# In case you were wondering



## Rick Howard (Feb 25, 2012)

I do make calls for myself too. LOL These are mine. The wood is Olivewood. Nope they are not the most eye catching but they spoke to me..... So they are mine. This was the first cow horn that I did for me. The other 2 went to the gent who lent me the horns. LOL


----------



## prairiewolf (Feb 19, 2012)

very nice Rick, I really like that little one.


----------



## Rick Howard (Feb 25, 2012)

Thanks Ed. They are fun to make for sure. The sanding is a little tedious because of tight little curves. Olivewood smells soooooo good when you turn it too! LOL That is probably why I liked them so much.


----------



## youngdon (Mar 10, 2010)

Sweet calls Rick ! I like that horn !


----------



## Weasel (Jun 18, 2012)

Great looking set of calls. I too make calls for myself. More often than not they are really just rejects that I won't sell, but they do sound right.


----------



## Rick Howard (Feb 25, 2012)

I have a few of those too Weasel. LOL I made these and just wanted them though...


----------



## Rick Howard (Feb 25, 2012)

Thanks Don. I really like it too.


----------



## prairiewolf (Feb 19, 2012)

+1 on that Weasel, I usually carry my rejects also, I dont care what they look like. LOL


----------



## Rick Howard (Feb 25, 2012)

Surrrrrrre........ make me feel guilty..... LOL


----------



## Ruger (Jan 22, 2011)

Very nice!!!


----------



## Rick Howard (Feb 25, 2012)

Thank you sir


----------



## 220swift (Mar 2, 2011)

Nice calls Rick!!!!!


----------



## bones44 (Jan 7, 2011)

Never heard of Olivewood.

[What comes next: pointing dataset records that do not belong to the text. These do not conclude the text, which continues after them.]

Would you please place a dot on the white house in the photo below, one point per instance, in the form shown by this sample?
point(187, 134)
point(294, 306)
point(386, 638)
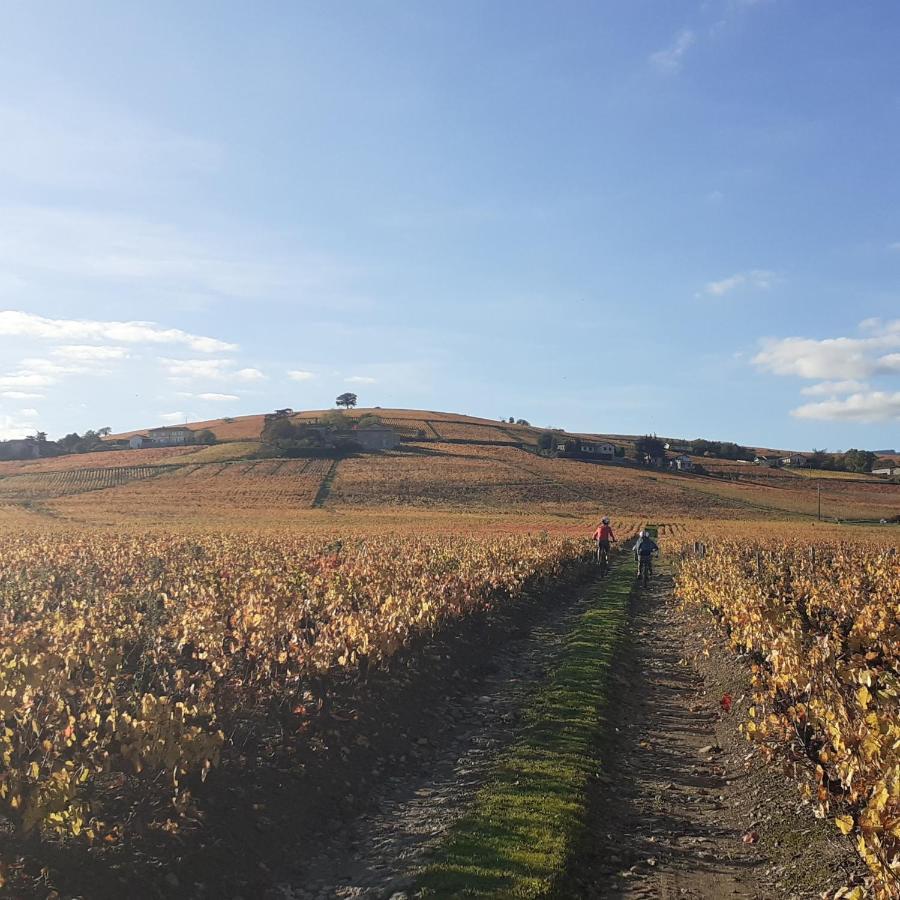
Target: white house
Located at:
point(170, 436)
point(376, 438)
point(683, 463)
point(600, 449)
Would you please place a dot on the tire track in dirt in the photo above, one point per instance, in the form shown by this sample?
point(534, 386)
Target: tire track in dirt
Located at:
point(683, 809)
point(375, 854)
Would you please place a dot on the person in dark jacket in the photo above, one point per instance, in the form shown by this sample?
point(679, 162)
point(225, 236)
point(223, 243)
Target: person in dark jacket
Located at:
point(644, 549)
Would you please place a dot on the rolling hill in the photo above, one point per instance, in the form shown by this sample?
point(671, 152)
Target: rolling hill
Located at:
point(447, 465)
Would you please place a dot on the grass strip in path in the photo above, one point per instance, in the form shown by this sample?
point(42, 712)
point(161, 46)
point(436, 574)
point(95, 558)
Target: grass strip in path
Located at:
point(524, 823)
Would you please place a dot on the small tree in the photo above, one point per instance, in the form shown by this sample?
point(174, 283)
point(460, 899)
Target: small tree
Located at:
point(547, 441)
point(649, 447)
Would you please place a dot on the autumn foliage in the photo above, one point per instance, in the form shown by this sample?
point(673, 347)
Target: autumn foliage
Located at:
point(823, 625)
point(133, 657)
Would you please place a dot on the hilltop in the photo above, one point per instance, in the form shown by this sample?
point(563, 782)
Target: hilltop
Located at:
point(446, 465)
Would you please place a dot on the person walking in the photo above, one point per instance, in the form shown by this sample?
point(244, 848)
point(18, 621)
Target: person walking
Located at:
point(644, 549)
point(604, 537)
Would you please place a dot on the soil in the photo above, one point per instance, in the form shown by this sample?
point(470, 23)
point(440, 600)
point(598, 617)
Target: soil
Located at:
point(683, 806)
point(376, 854)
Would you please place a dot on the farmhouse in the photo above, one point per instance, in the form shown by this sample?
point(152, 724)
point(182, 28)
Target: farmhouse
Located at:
point(599, 449)
point(376, 438)
point(683, 463)
point(26, 448)
point(167, 436)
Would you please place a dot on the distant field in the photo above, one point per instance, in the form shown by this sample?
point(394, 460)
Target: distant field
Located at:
point(435, 478)
point(150, 457)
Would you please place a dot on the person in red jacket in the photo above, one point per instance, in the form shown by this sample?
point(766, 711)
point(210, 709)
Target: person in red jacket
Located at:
point(604, 537)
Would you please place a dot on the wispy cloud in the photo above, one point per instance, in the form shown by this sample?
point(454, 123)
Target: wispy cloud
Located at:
point(26, 379)
point(670, 59)
point(65, 141)
point(874, 406)
point(834, 388)
point(215, 369)
point(55, 249)
point(249, 375)
point(218, 398)
point(760, 279)
point(21, 395)
point(841, 366)
point(89, 352)
point(16, 323)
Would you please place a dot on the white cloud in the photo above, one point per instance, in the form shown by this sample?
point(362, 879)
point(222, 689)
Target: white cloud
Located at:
point(761, 279)
point(840, 358)
point(26, 379)
point(874, 406)
point(839, 366)
point(249, 375)
point(195, 368)
point(218, 398)
point(834, 388)
point(15, 323)
point(670, 59)
point(207, 370)
point(88, 352)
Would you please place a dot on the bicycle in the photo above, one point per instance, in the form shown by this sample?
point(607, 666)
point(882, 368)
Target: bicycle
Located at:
point(603, 557)
point(645, 569)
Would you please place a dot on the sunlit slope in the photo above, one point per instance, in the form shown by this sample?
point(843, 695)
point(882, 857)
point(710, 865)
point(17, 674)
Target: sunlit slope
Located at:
point(435, 477)
point(409, 422)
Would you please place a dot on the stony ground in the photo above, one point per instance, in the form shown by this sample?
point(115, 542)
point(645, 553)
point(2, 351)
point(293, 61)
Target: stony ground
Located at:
point(374, 854)
point(683, 807)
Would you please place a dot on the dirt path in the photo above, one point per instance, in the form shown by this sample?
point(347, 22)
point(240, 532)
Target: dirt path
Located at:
point(683, 808)
point(374, 854)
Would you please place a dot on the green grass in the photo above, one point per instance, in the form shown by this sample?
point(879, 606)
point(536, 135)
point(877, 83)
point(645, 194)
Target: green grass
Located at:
point(524, 824)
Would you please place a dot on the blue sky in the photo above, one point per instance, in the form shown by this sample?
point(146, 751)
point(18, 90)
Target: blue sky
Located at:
point(608, 216)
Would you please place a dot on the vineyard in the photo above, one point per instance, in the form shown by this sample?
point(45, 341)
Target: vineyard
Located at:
point(822, 622)
point(72, 481)
point(146, 664)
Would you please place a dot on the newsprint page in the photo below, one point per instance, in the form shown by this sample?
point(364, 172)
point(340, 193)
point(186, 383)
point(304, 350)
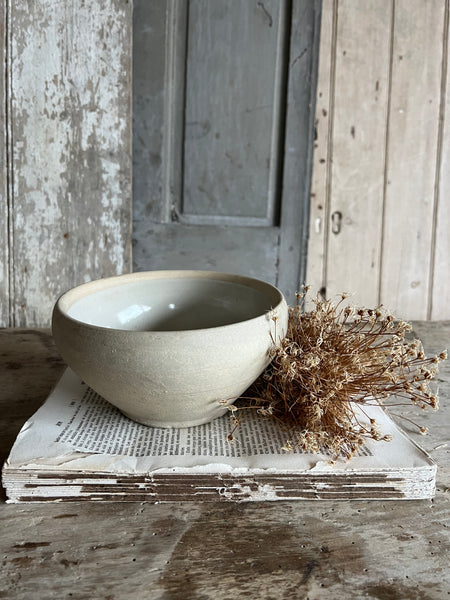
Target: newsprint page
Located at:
point(77, 446)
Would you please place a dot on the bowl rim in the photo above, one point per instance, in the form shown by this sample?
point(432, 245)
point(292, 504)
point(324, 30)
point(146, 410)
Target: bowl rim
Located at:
point(69, 297)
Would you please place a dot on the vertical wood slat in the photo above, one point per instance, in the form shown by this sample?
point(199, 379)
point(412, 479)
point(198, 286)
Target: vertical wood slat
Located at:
point(440, 293)
point(319, 208)
point(299, 140)
point(411, 160)
point(412, 244)
point(232, 111)
point(358, 140)
point(70, 121)
point(4, 230)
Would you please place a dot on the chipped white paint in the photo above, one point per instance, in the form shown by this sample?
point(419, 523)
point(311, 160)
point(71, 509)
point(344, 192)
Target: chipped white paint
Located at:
point(71, 192)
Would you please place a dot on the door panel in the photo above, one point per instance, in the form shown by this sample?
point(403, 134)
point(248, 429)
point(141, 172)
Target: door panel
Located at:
point(223, 104)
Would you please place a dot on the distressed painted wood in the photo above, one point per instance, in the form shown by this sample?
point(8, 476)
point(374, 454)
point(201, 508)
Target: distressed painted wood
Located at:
point(4, 167)
point(298, 148)
point(251, 251)
point(70, 194)
point(214, 117)
point(320, 197)
point(440, 291)
point(360, 100)
point(411, 159)
point(149, 37)
point(285, 550)
point(383, 181)
point(232, 110)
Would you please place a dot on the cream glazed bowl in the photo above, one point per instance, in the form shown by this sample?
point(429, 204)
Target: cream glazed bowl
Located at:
point(166, 346)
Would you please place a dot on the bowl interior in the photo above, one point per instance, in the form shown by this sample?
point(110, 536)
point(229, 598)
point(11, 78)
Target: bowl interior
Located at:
point(172, 304)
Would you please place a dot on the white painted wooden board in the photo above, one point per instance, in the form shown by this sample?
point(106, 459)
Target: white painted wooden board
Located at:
point(412, 154)
point(70, 194)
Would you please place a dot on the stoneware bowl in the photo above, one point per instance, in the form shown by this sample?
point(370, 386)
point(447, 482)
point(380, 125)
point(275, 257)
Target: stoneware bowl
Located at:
point(166, 346)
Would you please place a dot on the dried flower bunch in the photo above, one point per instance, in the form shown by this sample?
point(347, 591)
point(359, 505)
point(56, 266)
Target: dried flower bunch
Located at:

Is that Autumn Olive ?


----------



## Rick Howard (Feb 25, 2012)

Tom, I am not certain what variety of olivewood this one is. It as a small piece that was thrown into the ordered for me. It was labeled olivewood. After turning these I bought the Bethlehem Olivewood. I do not think it is the same stuff though. It has more figure to it than these.


----------



## Rich Cronk (Feb 24, 2010)

Nice Job there Rick!


----------



## Rick Howard (Feb 25, 2012)

Thank you, thank you, thank you!


----------



## Mattuk (Oct 16, 2010)

They look fantastic!


----------